Estimating with MLE:

\[\begin{aligned} \mathbf{w} &=\underset{\mathbf{w}}{\operatorname{argmax}} P\left(y_{1}, \mathbf{x}_{1}, \ldots, y_{n}, \mathbf{x}_{n} \mid \mathbf{w}\right) \\ &=\underset{\mathbf{w}}{\operatorname{argmax}} \prod_{i=1}^{n} P\left(y_{i}, \mathbf{x}_{i} \mid \mathbf{w}\right) \\ &=\underset{\mathbf{w}}{\operatorname{argmax}} \prod_{i=1}^{n} P\left(y_{i} \mid \mathbf{x}_{i}, \mathbf{w}\right) P\left(\mathbf{x}_{i} \mid \mathbf{w}\right) \\ &=\underset{\mathbf{w}}{\operatorname{argmax}} \prod_{i=1}^{n} P\left(y_{i} \mid \mathbf{x}_{i}, \mathbf{w}\right) P\left(\mathbf{x}_{i}\right) \\ &=\underset{\mathbf{w}}{\operatorname{argmax}} \prod_{i=1}^{n} P\left(y_{i} \mid \mathbf{x}_{i}, \mathbf{w}\right) \\ &=\underset{\mathbf{w}}{\operatorname{argmax}} \sum_{i=1}^{n} \log \left[P\left(y_{i} \mid \mathbf{x}_{i}, \mathbf{w}\right)\right] \\ &=\underset{\mathbf{w}}{\operatorname{argmax}} \sum_{i=1}^{n}\left[\log \left(\frac{1}{\sqrt{2 \pi \sigma^{2}}}\right)+\log \left(e^{-\frac{\left(\mathbf{x}_{i}^{\top} \mathbf{w}-y_{i}\right)^{2}}{2 \sigma^{2}}}\right)\right] \\ &=\underset{\mathbf{w}}{\operatorname{argmax}}-\frac{1}{2 \sigma^{2}} \sum_{i=1}^{n}\left(\mathbf{x}_{i}^{\top} \mathbf{w}-y_{i}\right)^{2} \\ &=\underset{\mathbf{w}}{\operatorname{argmin}} \frac{1}{n}\sum_{i=1}^{n}\left(\mathbf{x}_{i}^{\top} \mathbf{w}-y_{i}\right)^{2} \end{aligned}\]

Therefore, computing the MLE for linear regression is equivalent to minimizing the mean squared error.

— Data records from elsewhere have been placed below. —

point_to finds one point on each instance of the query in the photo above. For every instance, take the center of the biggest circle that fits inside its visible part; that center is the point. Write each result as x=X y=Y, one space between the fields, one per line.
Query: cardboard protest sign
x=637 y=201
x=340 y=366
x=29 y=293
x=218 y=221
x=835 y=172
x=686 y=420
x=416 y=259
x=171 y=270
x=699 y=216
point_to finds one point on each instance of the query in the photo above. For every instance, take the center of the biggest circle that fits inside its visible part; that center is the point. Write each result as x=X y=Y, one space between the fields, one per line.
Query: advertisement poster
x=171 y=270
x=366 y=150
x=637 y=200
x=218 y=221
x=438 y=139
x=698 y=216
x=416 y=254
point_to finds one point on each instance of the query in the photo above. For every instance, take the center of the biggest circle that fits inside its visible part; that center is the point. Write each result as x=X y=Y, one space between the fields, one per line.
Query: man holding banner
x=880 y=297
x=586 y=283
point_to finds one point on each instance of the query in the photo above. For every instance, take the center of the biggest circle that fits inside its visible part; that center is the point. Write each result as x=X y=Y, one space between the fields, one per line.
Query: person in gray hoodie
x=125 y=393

This can be done using gradient descent (see above), but it also has a closed form solution given as

\[\mathbf{w} = (\mathbf{X}\mathbf{X}^T)^{-1} \mathbf{X}\mathbf{y}^T.\]

Estimating with MAP:

We assume that $\mathbf{w}$ comes from a distribution given by $P(\mathbf{w}) = \frac{1}{\sqrt{2\pi\tau^2}}e^{-\frac{\mathbf{w}^T\mathbf{w}}{2\tau^2}}$. Solving gives us

\[\mathbf{w} = \underset{\mathbf{w}}{\operatorname{argmin}} \frac{1}{n}\sum_{i=1}^{n}\left(\mathbf{x}_{i}^{\top} \mathbf{w}-y_{i}\right)^{2} + \frac{\sigma^2}{n\tau^2}\Vert \mathbf{w} \Vert^2,\]

which is also known as ridge regression. Conceptually, it adds an L2-regularization to the mean squared loss.